La vigilance en elle-même est-elle saine?
Lors d’une rencontre inspirante organisée par l’Institut Mind and Life qui s’est récemment déroulée entre le Dalaï Lama et un groupe de scientifiques et d’éminents spécialistes, à Dharamsala, en Inde, le professeur Rupert Gethin, un érudit réputé de la tradition du bouddhisme Theravada, a défendu le point de vue selon lequel la vigilance telle qu’elle est définie dans les textes pali est en elle-même, par définition, une aptitude saine et positive.
Il donna l’exemple de Philippe Petit, le célèbre funambule français qui en 1974 fit pendant quarante-cinq minutes l’aller et retour, sur un câble métallique tendu entre les deux tours jumelles du World Trade Center de New York, à 380 mètres au-dessus du sol.
Il dansait, faisait parfois des sauts — ses pieds ne touchaient plus la corde — ; à certains moments même, il s’allongeait sur le câble. Il exécutait toutes ces figures en arborant un sourire extatique. Il était de toute évidence dans un état de grâce. Les témoins de cette extraordinaire prouesse en parlent encore avec des larmes dans les yeux. Rupert Gethin estime que cet incroyable acrobate a dû maintenir un état de vigilance constant, fondamentalement sain et positif, ce genre d’état qui contribue à atteindre l’Eveil.
Nous avons argumenté que cette prouesse dépendait de la motivation de l’acrobate. Bien qu’il ait déclaré que son exploit était une pure démonstration de beauté offerte au monde, il aurait pu avoir été motivé par des objectifs moins nobles. On peut, par exemple, imaginer le cas d’un autre acrobate voulant ainsi marcher sur une corde raide dans le but de se venger et d’assassiner quelqu’un se trouvant à l’autre bout du filon d’acier. Rupert Gethin a alors estimé que si tel était le cas, le funambule en question serait incapable de maintenir une pure vigilance et chuterait inévitablement.
Un cas de figure encore plus clair consisterait à envisager un sniper guettant la victime qu’il a l’intention de tuer : il maintient certes une concentration centrée sur un objet défini, demeure sans faillir, calme et posé, dans le moment présent ; il est capable de maintenir son attention pendant un long moment et de la ramener sur sa cible dès qu’elle s’en égare. S’il veut réaliser son sinistre but, il doit éliminer toute distraction et tout relâchement, attitudes mentales qui sont les deux obstacles majeurs au maintien de l’attention.
Dans ce cas, il manque donc la dimension éthique qui permet de qualifier l’attention de « saine » et de facteur contribuant à l’Eveil.

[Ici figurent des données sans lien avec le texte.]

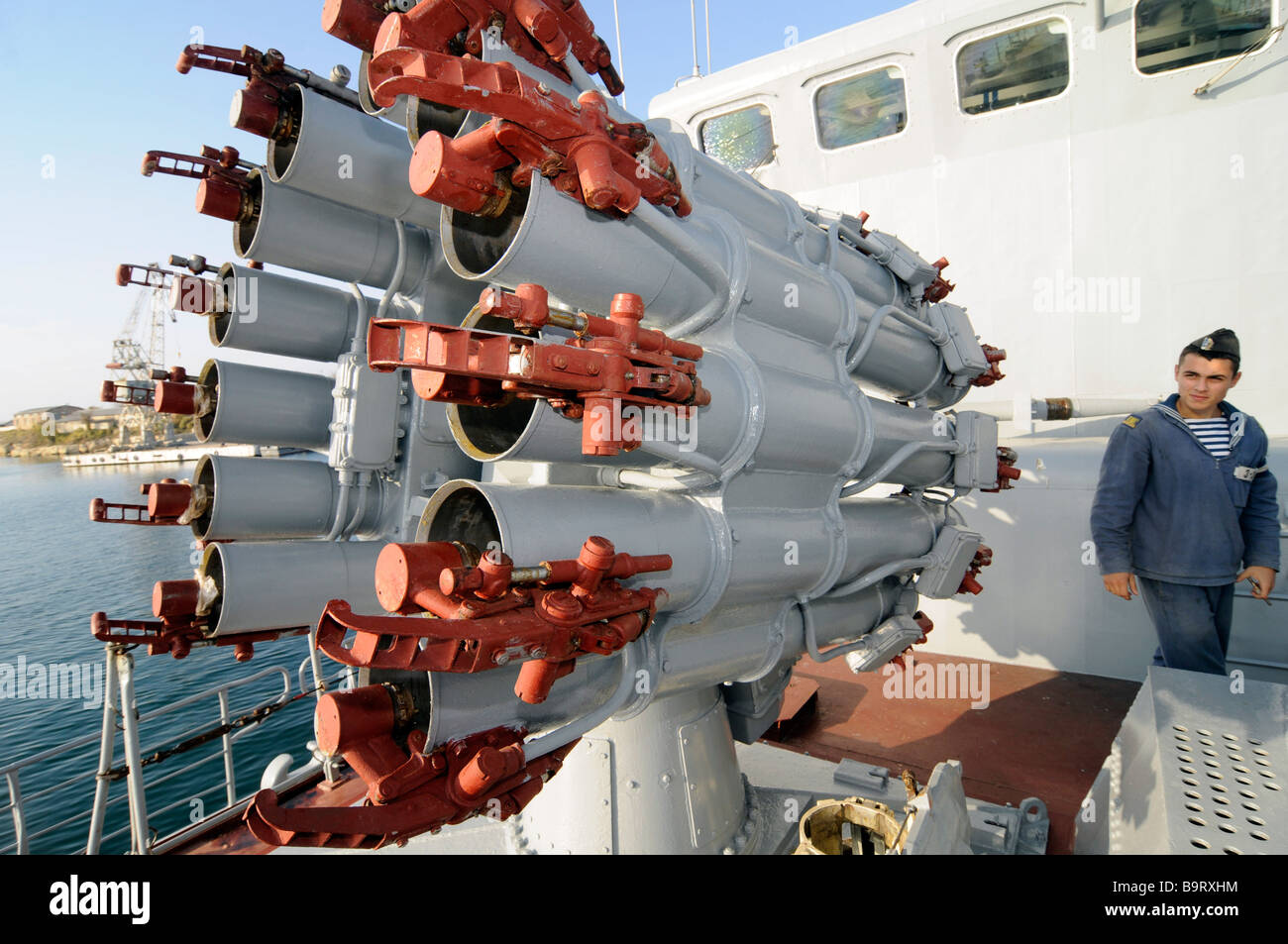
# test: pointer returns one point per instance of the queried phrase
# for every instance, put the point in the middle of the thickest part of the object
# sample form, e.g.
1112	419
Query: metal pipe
133	758
277	314
266	407
106	750
347	156
300	231
553	741
286	584
20	827
901	455
230	777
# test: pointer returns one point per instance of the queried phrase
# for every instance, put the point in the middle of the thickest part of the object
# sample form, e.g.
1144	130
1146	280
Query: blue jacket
1167	509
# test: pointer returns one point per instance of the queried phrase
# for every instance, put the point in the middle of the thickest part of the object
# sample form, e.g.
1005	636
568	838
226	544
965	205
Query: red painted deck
1042	734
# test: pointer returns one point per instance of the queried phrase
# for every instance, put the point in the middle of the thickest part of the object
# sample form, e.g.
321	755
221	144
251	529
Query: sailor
1186	507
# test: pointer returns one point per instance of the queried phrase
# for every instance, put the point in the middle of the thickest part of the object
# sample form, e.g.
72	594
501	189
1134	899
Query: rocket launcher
609	362
494	613
606	165
540	31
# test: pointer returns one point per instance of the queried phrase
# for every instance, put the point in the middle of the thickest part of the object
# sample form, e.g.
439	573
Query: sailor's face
1202	384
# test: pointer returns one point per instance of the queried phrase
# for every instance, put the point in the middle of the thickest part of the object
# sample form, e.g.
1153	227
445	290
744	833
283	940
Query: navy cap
1220	343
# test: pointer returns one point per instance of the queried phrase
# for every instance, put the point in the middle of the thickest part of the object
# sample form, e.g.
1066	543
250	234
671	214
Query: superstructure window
861	108
1175	34
1024	64
742	140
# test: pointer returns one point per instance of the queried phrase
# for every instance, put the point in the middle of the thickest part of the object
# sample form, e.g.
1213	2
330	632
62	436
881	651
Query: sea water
55	570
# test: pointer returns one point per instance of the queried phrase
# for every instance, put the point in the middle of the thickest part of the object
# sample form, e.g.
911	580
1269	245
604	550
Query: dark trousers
1193	623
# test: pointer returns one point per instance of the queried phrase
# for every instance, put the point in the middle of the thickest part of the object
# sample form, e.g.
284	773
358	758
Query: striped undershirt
1215	434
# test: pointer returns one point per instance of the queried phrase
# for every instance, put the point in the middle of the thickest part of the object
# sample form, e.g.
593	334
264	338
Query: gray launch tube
271	498
277	586
266	407
300	231
344	155
278	314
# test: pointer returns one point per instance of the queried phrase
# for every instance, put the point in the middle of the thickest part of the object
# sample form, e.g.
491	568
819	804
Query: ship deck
1043	734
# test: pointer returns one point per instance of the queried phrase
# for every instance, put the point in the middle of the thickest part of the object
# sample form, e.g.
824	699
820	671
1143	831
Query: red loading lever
137	393
609	365
408	792
982	559
608	166
925	623
223	193
167	501
540	31
939	288
259	107
1006	471
995	356
496	613
193	295
151	277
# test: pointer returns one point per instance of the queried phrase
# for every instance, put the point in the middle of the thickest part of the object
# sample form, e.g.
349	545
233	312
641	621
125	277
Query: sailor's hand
1265	578
1121	583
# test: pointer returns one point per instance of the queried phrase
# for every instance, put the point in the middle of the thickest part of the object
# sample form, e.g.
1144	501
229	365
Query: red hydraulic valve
261	107
1006	471
995	357
167	501
223	192
982	559
608	365
540	31
494	613
408	790
608	166
925	625
179	625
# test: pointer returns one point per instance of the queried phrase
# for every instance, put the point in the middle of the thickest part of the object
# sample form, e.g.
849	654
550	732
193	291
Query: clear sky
90	86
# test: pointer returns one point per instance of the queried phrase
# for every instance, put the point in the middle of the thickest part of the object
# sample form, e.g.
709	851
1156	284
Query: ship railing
125	717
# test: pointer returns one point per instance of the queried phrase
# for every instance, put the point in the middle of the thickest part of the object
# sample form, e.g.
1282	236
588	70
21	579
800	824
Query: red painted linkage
606	165
223	192
541	31
408	792
608	365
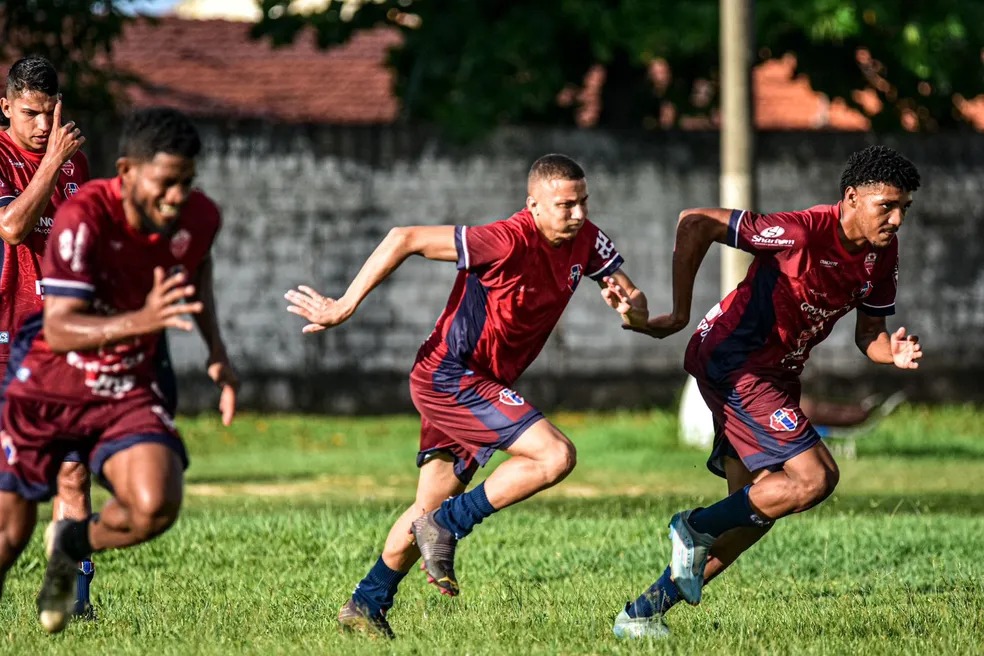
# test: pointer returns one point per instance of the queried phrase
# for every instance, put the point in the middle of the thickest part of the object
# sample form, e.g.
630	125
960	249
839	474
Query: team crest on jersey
575	277
784	420
9	450
180	243
863	291
869	262
509	397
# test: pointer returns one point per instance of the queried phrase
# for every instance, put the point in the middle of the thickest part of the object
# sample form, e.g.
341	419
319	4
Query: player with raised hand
811	267
516	277
84	380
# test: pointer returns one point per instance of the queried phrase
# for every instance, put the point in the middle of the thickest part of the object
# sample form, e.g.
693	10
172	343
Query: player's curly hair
147	132
33	73
879	165
555	167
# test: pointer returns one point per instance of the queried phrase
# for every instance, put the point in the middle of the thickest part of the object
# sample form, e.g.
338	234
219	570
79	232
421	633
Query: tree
77	37
469	66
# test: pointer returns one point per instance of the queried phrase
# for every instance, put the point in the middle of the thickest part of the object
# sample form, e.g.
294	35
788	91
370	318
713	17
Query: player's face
155	191
559	207
880	211
32	116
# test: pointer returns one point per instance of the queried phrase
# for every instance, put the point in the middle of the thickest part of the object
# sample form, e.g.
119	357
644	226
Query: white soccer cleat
640	627
689	556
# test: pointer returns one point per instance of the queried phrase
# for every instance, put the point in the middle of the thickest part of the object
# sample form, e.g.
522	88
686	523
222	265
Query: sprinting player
41	166
515	278
811	267
85	379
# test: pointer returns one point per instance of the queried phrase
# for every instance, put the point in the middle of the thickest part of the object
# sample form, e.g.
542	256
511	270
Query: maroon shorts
468	416
37	435
757	420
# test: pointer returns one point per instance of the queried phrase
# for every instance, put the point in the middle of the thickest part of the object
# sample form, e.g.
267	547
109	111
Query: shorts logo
783	419
9	450
574	278
509	397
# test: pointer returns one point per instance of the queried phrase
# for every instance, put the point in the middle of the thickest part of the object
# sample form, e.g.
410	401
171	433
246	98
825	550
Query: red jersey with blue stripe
511	290
20	265
801	282
95	255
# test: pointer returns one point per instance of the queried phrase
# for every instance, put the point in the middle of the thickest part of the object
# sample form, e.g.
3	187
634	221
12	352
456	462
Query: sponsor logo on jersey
180	242
784	420
574	278
509	397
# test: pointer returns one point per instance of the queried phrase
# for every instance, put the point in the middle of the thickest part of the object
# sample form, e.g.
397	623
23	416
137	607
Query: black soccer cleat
56	600
353	617
437	545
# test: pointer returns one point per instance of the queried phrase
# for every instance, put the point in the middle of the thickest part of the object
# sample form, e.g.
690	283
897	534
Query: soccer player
811	267
41	166
84	380
515	278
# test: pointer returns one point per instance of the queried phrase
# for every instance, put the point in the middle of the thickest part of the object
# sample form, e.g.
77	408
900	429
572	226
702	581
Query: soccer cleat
437	545
640	627
689	556
56	600
353	617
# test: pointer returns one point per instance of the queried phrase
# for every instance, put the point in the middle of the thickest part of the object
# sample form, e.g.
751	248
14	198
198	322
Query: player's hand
165	306
661	326
620	301
222	374
321	311
906	350
63	140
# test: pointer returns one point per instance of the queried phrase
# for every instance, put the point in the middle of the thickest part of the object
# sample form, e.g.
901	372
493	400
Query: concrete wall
308	205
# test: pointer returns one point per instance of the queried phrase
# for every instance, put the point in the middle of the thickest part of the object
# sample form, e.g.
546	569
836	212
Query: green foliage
77	37
891	563
469	66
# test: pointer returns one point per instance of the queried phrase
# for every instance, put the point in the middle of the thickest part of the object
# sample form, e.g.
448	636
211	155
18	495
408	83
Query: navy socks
731	512
460	514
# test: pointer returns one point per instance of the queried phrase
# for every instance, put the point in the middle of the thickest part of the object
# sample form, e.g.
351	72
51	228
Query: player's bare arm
872	337
69	324
431	242
21	215
697	229
219	368
624	297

L’attention pure, aussi affinée soit-elle, n’est jamais qu’un instrument que l’on peut utiliser pour atteindre l’Eveil, mais qui peut tout aussi bien être la cause d’immenses souffrances.
L’Abhidharma-kosha définit la vigilance correcte comme étant « consciente de la vertu. » Outre le fait de porter l’attention (pali manasikara ; sanskrit manaskara, tibétain yid la byed pa en tibétain) sur un objet déterminé et de la maintenir (pali sati, skt, smriti, tib. dran pa) sur ledit objet, la pleine conscience doit inclure une continuité dans la dimension éthique de la vigilance, ainsi qu’une compréhension claire et dénuée de toute erreur de la nature de l’état mental présent (pali sampajanna, skt samprajnana, tib. shes bzhin).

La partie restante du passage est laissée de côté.